Since I posted this, I have set up 13 cultures according to the "how I culture woodlice" thread that I referenced above. To early to tell how they will work out but according to the thread, should work nicely.
Doug


----------



## oddlot (Jun 28, 2010)

dmartin72 said:


> Are people seeding their tanks with adults? If not, how do you feed out the young?
> 
> David


I seed my tanks.Depending on the species,the frogs may eat the adults.If the adult is too big for your frog to eat then it will breed and seed your tank as well as help clean it up.


----------



## Pumilo (Sep 4, 2010)

dmartin72 said:


> Are people seeding their tanks with adults? If not, how do you feed out the young?
> 
> David


Isopods are primarily nocturnal and the dart frogs are diurnal. So many of the adults stay tucked away under the leaf litter and don't get eaten.
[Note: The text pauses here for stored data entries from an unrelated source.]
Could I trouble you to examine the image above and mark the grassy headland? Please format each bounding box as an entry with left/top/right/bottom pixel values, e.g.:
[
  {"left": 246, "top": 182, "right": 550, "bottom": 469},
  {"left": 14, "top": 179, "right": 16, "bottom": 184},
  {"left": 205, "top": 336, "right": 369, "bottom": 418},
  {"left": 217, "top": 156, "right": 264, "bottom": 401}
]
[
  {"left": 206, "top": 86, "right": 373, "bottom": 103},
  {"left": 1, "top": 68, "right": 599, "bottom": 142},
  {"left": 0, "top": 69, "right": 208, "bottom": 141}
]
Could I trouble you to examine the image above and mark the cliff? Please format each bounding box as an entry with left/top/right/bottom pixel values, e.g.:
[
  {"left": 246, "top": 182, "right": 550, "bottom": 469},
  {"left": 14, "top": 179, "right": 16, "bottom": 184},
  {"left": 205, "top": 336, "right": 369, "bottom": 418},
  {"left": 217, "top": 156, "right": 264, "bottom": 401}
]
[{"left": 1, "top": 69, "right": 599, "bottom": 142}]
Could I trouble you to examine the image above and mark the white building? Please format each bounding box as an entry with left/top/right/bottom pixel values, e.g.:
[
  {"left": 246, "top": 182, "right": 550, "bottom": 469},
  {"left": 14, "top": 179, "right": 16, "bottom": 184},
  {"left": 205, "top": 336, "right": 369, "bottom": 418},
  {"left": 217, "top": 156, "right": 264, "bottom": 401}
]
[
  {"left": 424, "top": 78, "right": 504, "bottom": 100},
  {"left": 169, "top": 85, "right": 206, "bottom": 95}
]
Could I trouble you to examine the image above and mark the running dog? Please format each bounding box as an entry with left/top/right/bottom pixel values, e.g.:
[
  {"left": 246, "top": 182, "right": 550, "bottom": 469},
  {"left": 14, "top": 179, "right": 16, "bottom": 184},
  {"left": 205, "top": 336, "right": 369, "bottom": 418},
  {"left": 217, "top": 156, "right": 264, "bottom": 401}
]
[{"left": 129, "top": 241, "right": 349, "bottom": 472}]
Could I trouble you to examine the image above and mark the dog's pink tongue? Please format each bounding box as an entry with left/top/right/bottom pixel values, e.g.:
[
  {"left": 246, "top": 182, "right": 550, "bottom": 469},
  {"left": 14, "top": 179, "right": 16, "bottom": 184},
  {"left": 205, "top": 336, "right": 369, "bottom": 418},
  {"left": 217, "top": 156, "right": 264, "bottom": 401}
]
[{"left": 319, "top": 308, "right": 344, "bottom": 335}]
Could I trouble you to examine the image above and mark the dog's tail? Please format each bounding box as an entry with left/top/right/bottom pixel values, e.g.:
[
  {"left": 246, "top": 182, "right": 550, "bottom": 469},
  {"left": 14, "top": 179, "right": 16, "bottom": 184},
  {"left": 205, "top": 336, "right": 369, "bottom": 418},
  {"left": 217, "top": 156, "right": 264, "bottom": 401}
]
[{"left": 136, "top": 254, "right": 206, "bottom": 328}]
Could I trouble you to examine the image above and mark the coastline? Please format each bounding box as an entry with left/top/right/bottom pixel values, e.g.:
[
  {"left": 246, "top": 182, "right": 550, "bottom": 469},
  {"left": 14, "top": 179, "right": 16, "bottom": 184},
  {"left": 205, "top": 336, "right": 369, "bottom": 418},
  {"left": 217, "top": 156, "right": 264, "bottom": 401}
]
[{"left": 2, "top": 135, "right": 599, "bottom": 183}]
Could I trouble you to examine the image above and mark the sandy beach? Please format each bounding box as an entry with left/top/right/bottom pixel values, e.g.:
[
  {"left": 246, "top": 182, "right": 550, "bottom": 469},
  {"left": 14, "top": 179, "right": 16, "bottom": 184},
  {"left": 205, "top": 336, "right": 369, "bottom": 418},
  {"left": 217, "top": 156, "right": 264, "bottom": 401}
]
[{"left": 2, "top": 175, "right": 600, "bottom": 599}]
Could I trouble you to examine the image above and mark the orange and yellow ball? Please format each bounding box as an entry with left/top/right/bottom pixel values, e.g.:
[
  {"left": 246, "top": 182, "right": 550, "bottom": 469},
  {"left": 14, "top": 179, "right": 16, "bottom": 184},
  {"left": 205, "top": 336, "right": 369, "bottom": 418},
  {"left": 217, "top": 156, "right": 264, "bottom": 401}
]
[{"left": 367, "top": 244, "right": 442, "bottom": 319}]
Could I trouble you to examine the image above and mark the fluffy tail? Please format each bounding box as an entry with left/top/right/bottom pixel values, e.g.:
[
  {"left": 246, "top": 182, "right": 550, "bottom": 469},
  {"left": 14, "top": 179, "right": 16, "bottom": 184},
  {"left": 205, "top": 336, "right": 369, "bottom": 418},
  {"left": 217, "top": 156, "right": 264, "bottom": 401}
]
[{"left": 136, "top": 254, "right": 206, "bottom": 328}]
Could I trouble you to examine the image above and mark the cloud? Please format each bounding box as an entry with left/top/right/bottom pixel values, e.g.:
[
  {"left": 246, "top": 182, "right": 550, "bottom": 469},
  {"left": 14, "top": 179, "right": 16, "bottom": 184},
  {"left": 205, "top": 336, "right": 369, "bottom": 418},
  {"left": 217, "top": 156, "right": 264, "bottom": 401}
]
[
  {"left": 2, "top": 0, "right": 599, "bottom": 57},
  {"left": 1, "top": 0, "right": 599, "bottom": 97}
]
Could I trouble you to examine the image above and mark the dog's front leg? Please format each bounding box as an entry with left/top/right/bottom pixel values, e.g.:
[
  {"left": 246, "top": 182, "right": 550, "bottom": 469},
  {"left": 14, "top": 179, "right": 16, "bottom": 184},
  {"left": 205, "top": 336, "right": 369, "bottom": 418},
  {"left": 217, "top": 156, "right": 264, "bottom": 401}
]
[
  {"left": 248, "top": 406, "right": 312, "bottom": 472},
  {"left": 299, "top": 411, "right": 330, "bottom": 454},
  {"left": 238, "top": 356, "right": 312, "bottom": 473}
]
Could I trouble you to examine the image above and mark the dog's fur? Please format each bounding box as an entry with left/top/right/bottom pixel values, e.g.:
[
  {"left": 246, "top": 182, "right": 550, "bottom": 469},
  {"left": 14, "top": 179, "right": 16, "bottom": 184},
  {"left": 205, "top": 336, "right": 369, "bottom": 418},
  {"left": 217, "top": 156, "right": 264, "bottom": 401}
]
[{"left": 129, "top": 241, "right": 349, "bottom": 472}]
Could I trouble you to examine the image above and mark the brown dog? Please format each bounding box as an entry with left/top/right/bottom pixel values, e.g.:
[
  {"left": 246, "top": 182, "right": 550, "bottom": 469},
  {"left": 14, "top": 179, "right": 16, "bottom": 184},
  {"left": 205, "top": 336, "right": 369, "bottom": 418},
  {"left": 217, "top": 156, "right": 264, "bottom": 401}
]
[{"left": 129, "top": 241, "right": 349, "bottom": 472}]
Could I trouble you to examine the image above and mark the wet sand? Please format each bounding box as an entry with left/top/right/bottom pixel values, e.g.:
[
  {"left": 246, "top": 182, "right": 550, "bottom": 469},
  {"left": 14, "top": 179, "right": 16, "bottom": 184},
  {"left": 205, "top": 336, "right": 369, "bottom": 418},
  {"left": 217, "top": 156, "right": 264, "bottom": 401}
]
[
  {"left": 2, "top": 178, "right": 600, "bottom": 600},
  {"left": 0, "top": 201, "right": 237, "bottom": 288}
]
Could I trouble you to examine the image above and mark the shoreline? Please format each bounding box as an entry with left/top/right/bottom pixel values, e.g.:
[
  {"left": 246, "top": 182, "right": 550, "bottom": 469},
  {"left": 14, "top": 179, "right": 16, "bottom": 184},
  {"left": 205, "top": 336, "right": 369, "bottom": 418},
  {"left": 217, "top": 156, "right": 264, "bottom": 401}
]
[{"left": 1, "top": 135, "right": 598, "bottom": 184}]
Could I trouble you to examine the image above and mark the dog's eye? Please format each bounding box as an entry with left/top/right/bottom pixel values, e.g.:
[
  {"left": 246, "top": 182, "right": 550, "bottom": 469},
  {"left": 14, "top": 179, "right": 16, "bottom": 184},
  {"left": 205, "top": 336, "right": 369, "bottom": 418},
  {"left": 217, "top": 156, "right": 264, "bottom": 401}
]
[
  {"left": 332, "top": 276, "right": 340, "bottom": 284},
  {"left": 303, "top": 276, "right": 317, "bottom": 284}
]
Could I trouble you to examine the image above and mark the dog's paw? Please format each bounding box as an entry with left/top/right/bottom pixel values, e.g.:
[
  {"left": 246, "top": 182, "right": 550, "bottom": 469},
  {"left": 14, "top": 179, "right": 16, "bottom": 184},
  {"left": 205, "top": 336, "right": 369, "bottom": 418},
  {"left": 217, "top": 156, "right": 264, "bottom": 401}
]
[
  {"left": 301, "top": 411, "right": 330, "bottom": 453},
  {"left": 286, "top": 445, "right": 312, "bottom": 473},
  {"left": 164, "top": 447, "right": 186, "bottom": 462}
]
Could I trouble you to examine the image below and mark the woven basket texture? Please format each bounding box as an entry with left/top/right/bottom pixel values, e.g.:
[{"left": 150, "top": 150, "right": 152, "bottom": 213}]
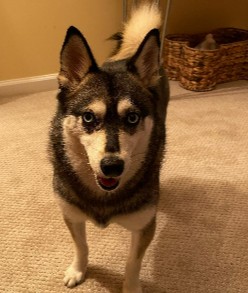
[{"left": 164, "top": 28, "right": 248, "bottom": 91}]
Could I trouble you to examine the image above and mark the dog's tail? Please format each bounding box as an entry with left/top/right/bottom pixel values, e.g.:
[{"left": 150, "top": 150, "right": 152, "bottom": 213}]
[{"left": 109, "top": 2, "right": 161, "bottom": 61}]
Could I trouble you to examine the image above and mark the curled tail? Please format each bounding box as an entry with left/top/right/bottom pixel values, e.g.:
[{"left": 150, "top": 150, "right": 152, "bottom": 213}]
[{"left": 110, "top": 3, "right": 161, "bottom": 61}]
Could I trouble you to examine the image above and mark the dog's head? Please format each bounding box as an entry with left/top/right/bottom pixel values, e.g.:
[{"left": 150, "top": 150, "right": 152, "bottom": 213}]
[{"left": 58, "top": 26, "right": 160, "bottom": 192}]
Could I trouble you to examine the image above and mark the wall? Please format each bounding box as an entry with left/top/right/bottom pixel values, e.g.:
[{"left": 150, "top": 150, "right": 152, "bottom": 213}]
[
  {"left": 0, "top": 0, "right": 122, "bottom": 81},
  {"left": 161, "top": 0, "right": 248, "bottom": 34},
  {"left": 1, "top": 0, "right": 247, "bottom": 81}
]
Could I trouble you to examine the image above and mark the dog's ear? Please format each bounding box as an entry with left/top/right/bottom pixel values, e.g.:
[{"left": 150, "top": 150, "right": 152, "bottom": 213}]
[
  {"left": 127, "top": 29, "right": 160, "bottom": 87},
  {"left": 58, "top": 26, "right": 98, "bottom": 90}
]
This allows them to breed and establish a nice in-viv colony.
Doug


----------



## Mitch (Jun 18, 2010)

Does anyone have any other methods of feeding isos out of the culture? The cardboard method works okay and is fine, but are there easier methods?


----------



## Bokfan1 (Oct 17, 2010)

I like to fill the culture part way up with dechlorinated water and then pour it through a vented fruitfly lid...the water goes through the fabric while the isos or springs are filtered out. Then I set the lid in my viv or just shake them out into it.


----------



## tim13 (Feb 1, 2011)

when my culture really gets going, ive thought about scooping out the substrate and woodlice with a small fishnet and just pouring water over em till all thats left is the woodlice. they would also be moist for supplements to stick really well. just an idea i had.


----------



## Mitch (Jun 18, 2010)

[email protected] said:


> I like to fill the culture part way up with dechlorinated water and then pour it through a vented fruitfly lid...the water goes through the fabric while the isos or springs are filtered out. Then I set the lid in my viv or just shake them out into it.


Wouldn't that only really work with charcoal? If you were using coco fiber or something the whole culture would get waterlogged if I understand what you're saying correctly. Also I don't culture the isos in ff cups anyways. 



tim13 said:


> when my culture really gets going, ive thought about scooping out the substrate and woodlice with a small fishnet and just pouring water over em till all thats left is the woodlice. they would also be moist for supplements to stick really well. just an idea i had.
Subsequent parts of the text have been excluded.